Były mąż Kayah, Rinke Rooyens, popełnił falstart roku. Tak chwalił się swoją współpracą z Edzią, tyle zapowiadał... Na fali udzielił nawet kilku wywiadów i wystąpił na okładce Przekroju jako "król telewizji". Niestety, jak to się ładnie mówi, "zwiódł czynnik ludzki" ;) I to mimo najlepszych chęci. Jak donosi Rewia, powołując się na osobę z biura prasowego firmy Rinkego Rochstar, producent rozpoczynając współpracę z Edzią był gotów na wszelkie poświęcenia:
Byliśmy gotowi na wszystko - zapewnia Anna Opończewska z biura prasowego Rochstar Management. Rinke, który był ojcem całego przedsięwzięcia uczulił nas na kompleksową obsługę najwyższej jakości. Żadne żądanie Edyty nie mogło nas zaskoczyć, zdziwić czy wyprowadzić z równowagi.
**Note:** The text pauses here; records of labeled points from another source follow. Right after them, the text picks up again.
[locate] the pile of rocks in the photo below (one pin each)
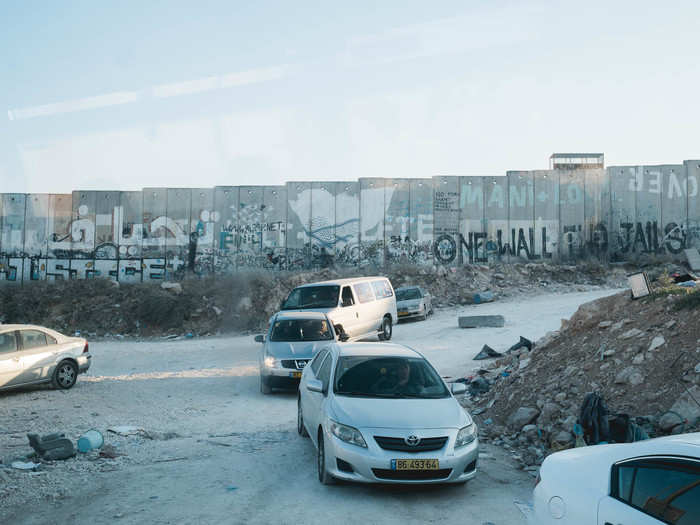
(642, 357)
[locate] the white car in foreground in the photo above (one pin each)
(380, 413)
(648, 482)
(33, 354)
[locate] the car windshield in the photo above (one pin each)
(301, 330)
(312, 297)
(408, 294)
(369, 376)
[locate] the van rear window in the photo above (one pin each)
(363, 292)
(382, 289)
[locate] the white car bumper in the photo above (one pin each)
(374, 464)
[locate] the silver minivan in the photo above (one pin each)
(358, 308)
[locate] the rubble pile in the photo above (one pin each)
(641, 356)
(245, 300)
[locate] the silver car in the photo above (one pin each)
(293, 338)
(380, 413)
(413, 301)
(33, 354)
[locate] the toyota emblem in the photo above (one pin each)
(412, 440)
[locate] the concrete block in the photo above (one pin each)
(481, 321)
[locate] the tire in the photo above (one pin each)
(323, 475)
(65, 375)
(265, 386)
(387, 329)
(301, 429)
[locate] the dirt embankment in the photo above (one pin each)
(642, 357)
(245, 301)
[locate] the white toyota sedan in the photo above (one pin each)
(33, 354)
(644, 483)
(380, 413)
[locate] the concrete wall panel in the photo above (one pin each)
(692, 191)
(674, 210)
(496, 218)
(274, 228)
(347, 223)
(322, 230)
(546, 192)
(397, 222)
(571, 215)
(372, 211)
(596, 211)
(623, 198)
(472, 232)
(521, 215)
(421, 226)
(299, 206)
(249, 238)
(225, 229)
(447, 248)
(176, 226)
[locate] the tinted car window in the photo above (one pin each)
(32, 339)
(363, 292)
(316, 363)
(312, 297)
(8, 342)
(408, 294)
(381, 289)
(301, 330)
(668, 489)
(370, 376)
(324, 373)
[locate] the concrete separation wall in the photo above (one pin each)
(617, 213)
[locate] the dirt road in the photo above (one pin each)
(216, 450)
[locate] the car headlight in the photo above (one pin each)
(271, 362)
(348, 434)
(465, 435)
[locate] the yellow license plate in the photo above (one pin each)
(415, 464)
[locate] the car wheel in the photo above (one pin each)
(323, 475)
(301, 429)
(385, 334)
(65, 375)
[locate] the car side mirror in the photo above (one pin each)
(458, 388)
(314, 385)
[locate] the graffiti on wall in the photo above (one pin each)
(158, 233)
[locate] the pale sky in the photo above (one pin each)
(131, 94)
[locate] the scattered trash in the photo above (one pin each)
(486, 352)
(21, 465)
(481, 321)
(693, 257)
(522, 343)
(126, 430)
(92, 439)
(483, 297)
(110, 452)
(52, 446)
(479, 385)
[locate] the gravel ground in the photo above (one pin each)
(215, 449)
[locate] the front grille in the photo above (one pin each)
(425, 445)
(412, 475)
(299, 364)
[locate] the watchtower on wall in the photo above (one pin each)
(573, 161)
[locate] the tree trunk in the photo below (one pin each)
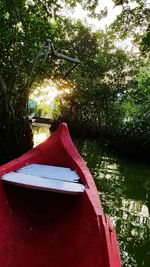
(15, 132)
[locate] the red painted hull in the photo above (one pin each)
(45, 229)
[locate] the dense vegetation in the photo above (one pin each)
(108, 94)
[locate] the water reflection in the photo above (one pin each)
(124, 188)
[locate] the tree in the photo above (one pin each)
(134, 22)
(25, 27)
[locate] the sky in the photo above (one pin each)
(79, 13)
(95, 24)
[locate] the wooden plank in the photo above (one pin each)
(39, 183)
(50, 172)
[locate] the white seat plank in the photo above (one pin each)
(39, 183)
(50, 172)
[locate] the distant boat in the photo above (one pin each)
(50, 211)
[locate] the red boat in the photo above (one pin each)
(50, 211)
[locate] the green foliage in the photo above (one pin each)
(134, 22)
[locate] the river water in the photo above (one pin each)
(124, 188)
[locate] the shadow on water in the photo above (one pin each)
(124, 188)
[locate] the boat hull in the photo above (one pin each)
(46, 229)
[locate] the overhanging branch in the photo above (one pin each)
(59, 55)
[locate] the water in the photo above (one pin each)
(124, 188)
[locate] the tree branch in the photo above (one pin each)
(3, 84)
(59, 55)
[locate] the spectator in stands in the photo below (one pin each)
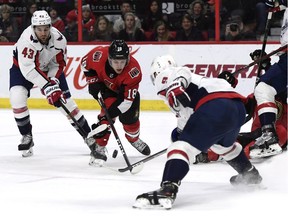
(131, 32)
(71, 29)
(2, 38)
(73, 14)
(234, 31)
(26, 21)
(161, 32)
(88, 21)
(8, 24)
(56, 21)
(197, 12)
(119, 23)
(153, 15)
(188, 32)
(103, 29)
(261, 17)
(211, 20)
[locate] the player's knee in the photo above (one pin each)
(183, 151)
(227, 153)
(73, 109)
(18, 96)
(132, 131)
(264, 93)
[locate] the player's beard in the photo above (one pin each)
(44, 39)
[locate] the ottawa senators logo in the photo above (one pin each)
(96, 56)
(134, 72)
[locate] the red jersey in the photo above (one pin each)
(128, 81)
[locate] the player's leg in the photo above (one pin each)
(131, 126)
(19, 93)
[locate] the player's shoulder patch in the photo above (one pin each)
(97, 56)
(134, 72)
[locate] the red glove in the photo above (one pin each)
(176, 92)
(53, 93)
(233, 81)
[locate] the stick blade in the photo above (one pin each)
(137, 168)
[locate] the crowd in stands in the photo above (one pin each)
(240, 20)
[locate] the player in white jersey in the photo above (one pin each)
(39, 58)
(210, 114)
(272, 83)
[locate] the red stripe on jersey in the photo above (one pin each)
(176, 151)
(37, 67)
(233, 148)
(74, 112)
(20, 110)
(15, 62)
(61, 62)
(163, 93)
(266, 105)
(212, 96)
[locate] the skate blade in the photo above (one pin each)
(96, 162)
(27, 153)
(263, 153)
(143, 203)
(250, 187)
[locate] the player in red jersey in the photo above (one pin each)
(113, 72)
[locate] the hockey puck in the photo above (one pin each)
(115, 153)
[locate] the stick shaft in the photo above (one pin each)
(102, 104)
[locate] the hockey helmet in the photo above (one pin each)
(159, 64)
(40, 17)
(118, 49)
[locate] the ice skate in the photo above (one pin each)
(141, 146)
(98, 155)
(26, 145)
(267, 144)
(160, 199)
(250, 177)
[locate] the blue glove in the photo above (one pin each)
(270, 3)
(175, 134)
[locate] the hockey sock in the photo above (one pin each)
(24, 125)
(240, 163)
(175, 170)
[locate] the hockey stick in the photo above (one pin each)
(141, 162)
(111, 123)
(269, 17)
(261, 59)
(81, 130)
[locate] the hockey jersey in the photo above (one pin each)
(200, 90)
(38, 62)
(284, 29)
(128, 81)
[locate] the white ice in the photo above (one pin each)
(57, 180)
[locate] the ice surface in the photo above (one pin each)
(57, 180)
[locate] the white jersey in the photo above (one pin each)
(284, 29)
(200, 89)
(38, 62)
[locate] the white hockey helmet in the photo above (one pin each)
(159, 64)
(40, 17)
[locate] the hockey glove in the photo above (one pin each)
(176, 92)
(53, 92)
(265, 64)
(233, 81)
(95, 88)
(270, 3)
(175, 134)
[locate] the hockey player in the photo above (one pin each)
(209, 115)
(39, 58)
(113, 72)
(247, 139)
(272, 83)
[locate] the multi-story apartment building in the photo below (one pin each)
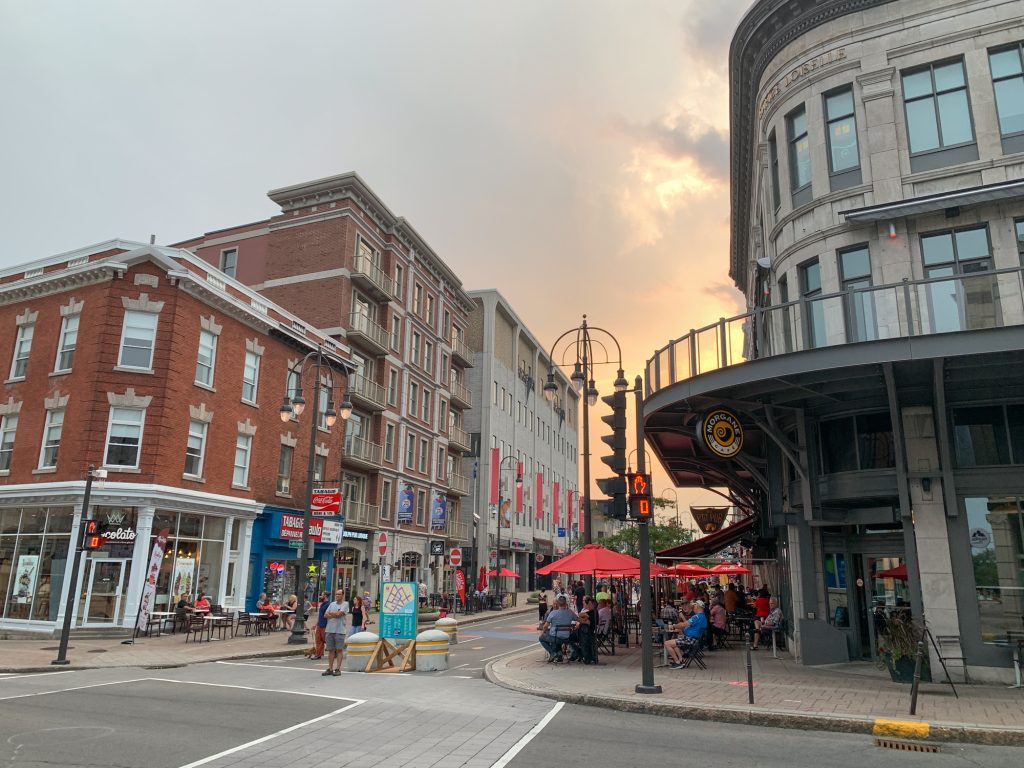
(145, 363)
(527, 467)
(340, 259)
(878, 231)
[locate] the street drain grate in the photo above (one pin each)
(892, 743)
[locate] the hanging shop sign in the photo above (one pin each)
(721, 433)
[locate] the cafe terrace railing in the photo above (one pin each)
(922, 307)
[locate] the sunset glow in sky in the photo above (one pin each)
(572, 155)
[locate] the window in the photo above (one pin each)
(8, 427)
(51, 438)
(800, 153)
(938, 114)
(776, 198)
(841, 126)
(196, 448)
(285, 469)
(389, 442)
(67, 343)
(206, 358)
(228, 261)
(1008, 82)
(250, 378)
(243, 448)
(138, 336)
(124, 436)
(23, 348)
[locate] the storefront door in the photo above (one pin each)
(104, 588)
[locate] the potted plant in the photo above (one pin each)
(898, 646)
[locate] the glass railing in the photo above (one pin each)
(935, 305)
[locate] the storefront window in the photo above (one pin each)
(995, 534)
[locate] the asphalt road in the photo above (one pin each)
(284, 713)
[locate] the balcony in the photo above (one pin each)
(458, 483)
(462, 352)
(363, 453)
(459, 439)
(370, 278)
(910, 308)
(364, 331)
(366, 392)
(461, 394)
(363, 515)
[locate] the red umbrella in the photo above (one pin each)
(729, 568)
(898, 572)
(591, 559)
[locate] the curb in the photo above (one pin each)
(941, 732)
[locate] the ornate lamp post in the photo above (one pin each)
(295, 406)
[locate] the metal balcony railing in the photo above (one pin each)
(921, 307)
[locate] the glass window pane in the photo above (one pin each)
(955, 119)
(918, 84)
(937, 249)
(949, 76)
(1006, 62)
(1010, 103)
(921, 125)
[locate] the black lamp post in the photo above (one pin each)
(296, 406)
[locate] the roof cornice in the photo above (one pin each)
(763, 32)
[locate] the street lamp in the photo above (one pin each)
(583, 383)
(296, 406)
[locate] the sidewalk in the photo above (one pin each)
(171, 650)
(854, 697)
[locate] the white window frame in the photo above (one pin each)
(69, 331)
(252, 363)
(243, 445)
(48, 442)
(201, 434)
(111, 421)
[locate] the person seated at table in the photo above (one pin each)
(690, 630)
(557, 628)
(764, 627)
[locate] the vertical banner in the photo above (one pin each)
(150, 586)
(495, 460)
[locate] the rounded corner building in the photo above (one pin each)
(878, 373)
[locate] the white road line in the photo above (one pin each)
(225, 753)
(517, 747)
(515, 650)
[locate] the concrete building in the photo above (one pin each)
(878, 228)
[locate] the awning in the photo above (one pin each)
(716, 542)
(929, 203)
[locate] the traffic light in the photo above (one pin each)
(641, 507)
(615, 486)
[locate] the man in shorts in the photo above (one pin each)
(335, 635)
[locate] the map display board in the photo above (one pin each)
(398, 610)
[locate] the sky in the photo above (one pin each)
(571, 155)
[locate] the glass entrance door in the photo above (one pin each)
(104, 590)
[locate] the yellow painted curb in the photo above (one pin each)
(902, 728)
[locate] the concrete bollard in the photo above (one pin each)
(358, 648)
(450, 627)
(431, 650)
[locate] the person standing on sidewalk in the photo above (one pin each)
(335, 633)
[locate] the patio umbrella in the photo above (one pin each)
(729, 568)
(898, 572)
(592, 558)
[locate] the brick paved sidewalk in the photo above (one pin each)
(843, 697)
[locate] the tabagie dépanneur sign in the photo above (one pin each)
(326, 502)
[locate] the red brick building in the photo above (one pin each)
(169, 375)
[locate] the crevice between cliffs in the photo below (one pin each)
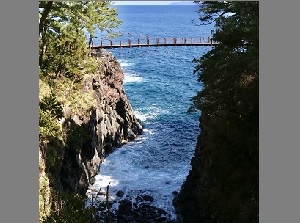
(91, 135)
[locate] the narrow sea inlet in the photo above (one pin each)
(159, 84)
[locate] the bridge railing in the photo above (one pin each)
(152, 41)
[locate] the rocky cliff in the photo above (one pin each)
(90, 135)
(189, 202)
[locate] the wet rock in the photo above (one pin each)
(147, 198)
(125, 206)
(120, 193)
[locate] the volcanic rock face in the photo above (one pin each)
(109, 125)
(189, 201)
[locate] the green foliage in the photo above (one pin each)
(76, 135)
(50, 103)
(62, 42)
(64, 63)
(230, 100)
(48, 126)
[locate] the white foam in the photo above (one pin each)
(125, 64)
(132, 78)
(126, 170)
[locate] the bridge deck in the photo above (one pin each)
(151, 45)
(106, 44)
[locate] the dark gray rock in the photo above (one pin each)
(120, 193)
(125, 206)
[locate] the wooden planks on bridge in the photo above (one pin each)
(158, 42)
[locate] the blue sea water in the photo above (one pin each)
(159, 83)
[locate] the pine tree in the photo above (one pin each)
(230, 101)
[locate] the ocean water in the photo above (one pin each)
(159, 83)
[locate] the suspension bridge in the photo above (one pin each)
(148, 42)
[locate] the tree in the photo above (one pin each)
(230, 101)
(62, 45)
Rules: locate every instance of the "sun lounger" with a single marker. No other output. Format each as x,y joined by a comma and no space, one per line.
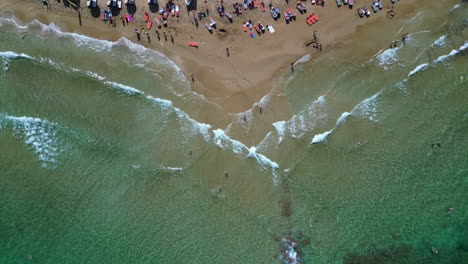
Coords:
157,22
314,16
257,29
262,28
228,16
212,22
208,27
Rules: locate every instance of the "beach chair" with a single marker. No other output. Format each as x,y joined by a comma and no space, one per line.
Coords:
314,16
262,5
210,29
259,31
228,16
262,28
157,22
193,44
212,22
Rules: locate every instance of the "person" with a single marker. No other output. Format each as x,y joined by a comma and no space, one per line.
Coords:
148,37
137,33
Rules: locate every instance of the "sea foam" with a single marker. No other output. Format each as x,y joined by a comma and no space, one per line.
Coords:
39,135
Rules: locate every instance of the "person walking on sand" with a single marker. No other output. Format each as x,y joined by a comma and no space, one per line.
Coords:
138,34
148,37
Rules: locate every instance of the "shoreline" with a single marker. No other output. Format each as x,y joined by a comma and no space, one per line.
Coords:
235,83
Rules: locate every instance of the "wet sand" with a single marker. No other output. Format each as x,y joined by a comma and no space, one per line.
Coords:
235,82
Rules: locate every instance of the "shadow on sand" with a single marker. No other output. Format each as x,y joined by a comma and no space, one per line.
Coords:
131,9
75,4
115,11
95,12
154,8
192,6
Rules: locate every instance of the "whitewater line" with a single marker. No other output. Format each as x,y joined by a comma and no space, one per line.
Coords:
220,138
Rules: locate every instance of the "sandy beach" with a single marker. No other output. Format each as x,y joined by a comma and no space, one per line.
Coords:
235,82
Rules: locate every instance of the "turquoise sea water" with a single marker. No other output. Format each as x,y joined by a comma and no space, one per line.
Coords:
104,159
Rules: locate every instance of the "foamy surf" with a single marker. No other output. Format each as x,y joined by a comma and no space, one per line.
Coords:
441,58
39,135
367,108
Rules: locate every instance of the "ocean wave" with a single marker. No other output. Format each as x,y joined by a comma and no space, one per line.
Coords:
388,57
188,125
440,41
367,108
97,45
320,138
441,58
39,135
225,142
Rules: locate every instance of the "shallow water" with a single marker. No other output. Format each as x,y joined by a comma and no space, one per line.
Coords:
107,155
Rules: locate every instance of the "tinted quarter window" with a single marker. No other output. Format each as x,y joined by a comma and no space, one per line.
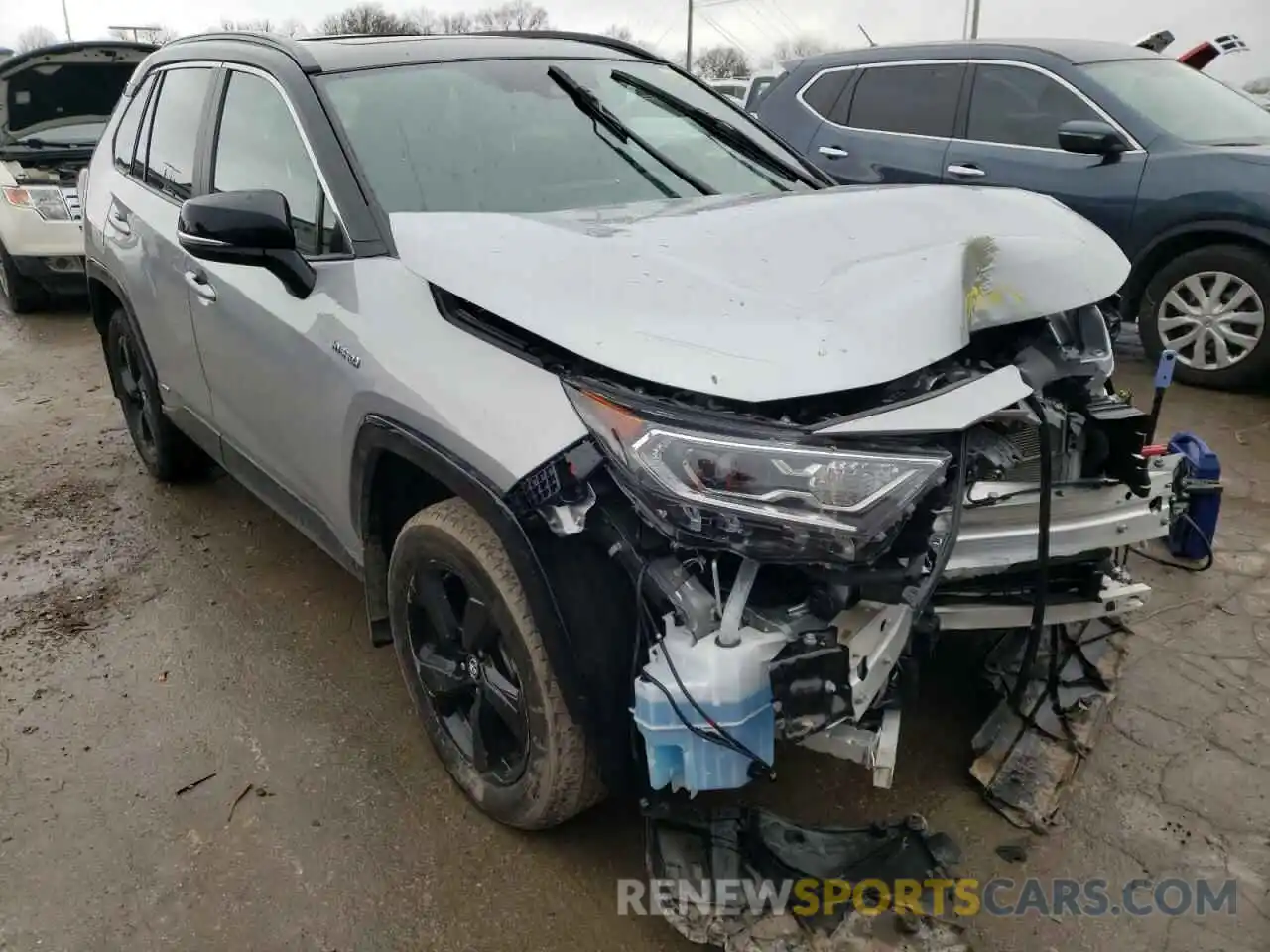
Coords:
824,94
258,146
1021,107
126,134
1184,102
171,160
919,100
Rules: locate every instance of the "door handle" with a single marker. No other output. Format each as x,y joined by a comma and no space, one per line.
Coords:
198,282
118,221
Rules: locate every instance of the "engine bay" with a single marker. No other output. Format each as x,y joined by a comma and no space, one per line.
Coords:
795,562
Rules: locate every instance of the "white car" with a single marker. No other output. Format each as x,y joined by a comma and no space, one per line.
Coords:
55,103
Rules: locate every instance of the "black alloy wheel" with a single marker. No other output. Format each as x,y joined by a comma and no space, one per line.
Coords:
466,674
137,413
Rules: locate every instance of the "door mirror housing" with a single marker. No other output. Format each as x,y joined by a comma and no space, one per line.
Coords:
246,227
1089,137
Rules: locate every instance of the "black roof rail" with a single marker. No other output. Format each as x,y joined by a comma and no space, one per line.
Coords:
293,49
593,39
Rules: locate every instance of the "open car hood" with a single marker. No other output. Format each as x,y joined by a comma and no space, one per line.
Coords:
774,298
64,84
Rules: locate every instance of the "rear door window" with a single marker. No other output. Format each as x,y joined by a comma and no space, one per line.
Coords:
175,134
126,134
916,100
1020,107
825,91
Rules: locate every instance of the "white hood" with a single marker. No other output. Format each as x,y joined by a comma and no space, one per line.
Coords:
64,84
762,298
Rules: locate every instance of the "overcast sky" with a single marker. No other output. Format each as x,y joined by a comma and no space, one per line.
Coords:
754,24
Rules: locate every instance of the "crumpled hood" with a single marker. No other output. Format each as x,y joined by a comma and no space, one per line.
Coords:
64,84
784,296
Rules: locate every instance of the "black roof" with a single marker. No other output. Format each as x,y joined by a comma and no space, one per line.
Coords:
1074,51
361,51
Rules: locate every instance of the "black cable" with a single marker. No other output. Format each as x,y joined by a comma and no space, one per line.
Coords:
922,599
1207,560
1042,590
1089,483
722,738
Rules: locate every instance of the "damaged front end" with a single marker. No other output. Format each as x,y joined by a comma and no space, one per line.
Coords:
797,560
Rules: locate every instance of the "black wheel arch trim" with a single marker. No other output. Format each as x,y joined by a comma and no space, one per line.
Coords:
379,435
1234,229
95,271
1139,276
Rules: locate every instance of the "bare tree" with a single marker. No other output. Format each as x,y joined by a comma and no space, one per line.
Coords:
284,28
797,49
155,33
430,23
367,18
626,36
35,37
721,62
454,23
515,14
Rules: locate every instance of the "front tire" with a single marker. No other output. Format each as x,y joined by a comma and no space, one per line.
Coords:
167,453
21,293
1210,307
477,671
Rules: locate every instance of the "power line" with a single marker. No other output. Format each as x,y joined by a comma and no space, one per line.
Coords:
785,17
772,23
730,37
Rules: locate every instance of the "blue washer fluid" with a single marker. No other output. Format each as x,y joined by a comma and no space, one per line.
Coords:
1202,479
731,684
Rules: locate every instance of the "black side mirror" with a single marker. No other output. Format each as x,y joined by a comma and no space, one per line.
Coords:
246,227
1089,137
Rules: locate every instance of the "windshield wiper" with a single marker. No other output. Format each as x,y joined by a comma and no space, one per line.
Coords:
33,143
724,131
599,113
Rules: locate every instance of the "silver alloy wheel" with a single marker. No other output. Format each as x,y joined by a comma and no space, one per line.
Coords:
1211,318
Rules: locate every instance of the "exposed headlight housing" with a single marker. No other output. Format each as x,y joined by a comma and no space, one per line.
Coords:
770,499
46,200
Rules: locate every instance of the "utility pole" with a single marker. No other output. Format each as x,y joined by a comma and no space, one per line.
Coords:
688,55
971,19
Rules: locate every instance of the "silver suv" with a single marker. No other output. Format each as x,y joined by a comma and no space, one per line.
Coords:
647,443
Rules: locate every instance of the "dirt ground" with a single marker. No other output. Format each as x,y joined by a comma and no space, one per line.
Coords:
154,636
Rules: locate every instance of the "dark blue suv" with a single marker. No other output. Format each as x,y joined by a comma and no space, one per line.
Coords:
1173,164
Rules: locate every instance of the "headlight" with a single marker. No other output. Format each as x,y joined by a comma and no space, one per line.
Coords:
771,499
44,199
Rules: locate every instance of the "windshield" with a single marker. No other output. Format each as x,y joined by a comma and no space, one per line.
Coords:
503,136
1184,102
81,134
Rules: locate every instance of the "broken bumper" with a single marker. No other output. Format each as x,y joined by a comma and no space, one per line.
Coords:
1003,535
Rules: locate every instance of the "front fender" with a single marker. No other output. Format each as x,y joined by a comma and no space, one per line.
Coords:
380,435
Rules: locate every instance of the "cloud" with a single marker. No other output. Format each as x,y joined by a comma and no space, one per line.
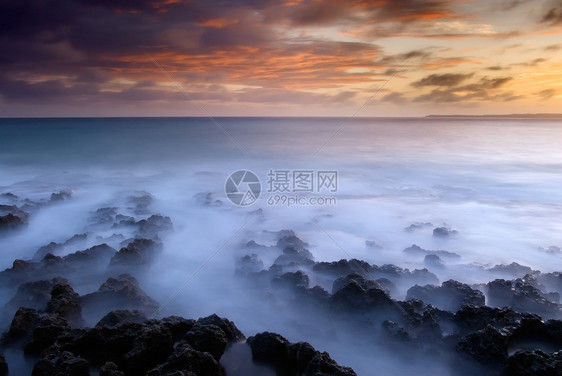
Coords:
554,15
448,79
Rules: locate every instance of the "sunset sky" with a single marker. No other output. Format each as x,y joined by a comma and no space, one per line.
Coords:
279,58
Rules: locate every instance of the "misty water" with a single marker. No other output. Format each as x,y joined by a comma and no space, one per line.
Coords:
496,182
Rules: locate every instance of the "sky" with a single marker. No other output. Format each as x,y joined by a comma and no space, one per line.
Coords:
279,58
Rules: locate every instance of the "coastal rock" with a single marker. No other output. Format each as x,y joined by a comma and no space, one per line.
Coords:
65,363
450,296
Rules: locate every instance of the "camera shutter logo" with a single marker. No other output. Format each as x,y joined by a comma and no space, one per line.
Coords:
242,187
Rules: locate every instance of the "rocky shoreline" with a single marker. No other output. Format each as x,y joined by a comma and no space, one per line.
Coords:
507,326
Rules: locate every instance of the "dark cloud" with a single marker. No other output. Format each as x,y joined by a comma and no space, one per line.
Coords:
554,14
483,89
448,79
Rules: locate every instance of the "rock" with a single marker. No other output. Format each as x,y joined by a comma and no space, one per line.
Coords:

W zamian Rinke oczekiwał, że Gorniak od czasu do czasu weźmie pod uwagę jego sugestie dotyczące jej kariery. Przede wszystkim zaś za pełną służalczość chciał, aby dotrzymywała ustalonych terminów. Niestety kapryśna i nieco niezrównoważona emocjonalnie piosenkarka nie podołała tak "wygórowanym" żądaniom.
Były plany, propozycje, pomysł na nową płytę, ale mieliśmy odmienne wizje artystyczne - wyjaśnia dyplomatycznie Opończewska. I to był powód naszego rozstania. Każde z nas musiało pójść swoją drogą.
Na szczęście Edzia wie, że i tak każdy się połasi na pół miliona rocznej marży z koncertów. Wyobraźcie sobie, do jakiego stopnia musi nie ufać ludziom.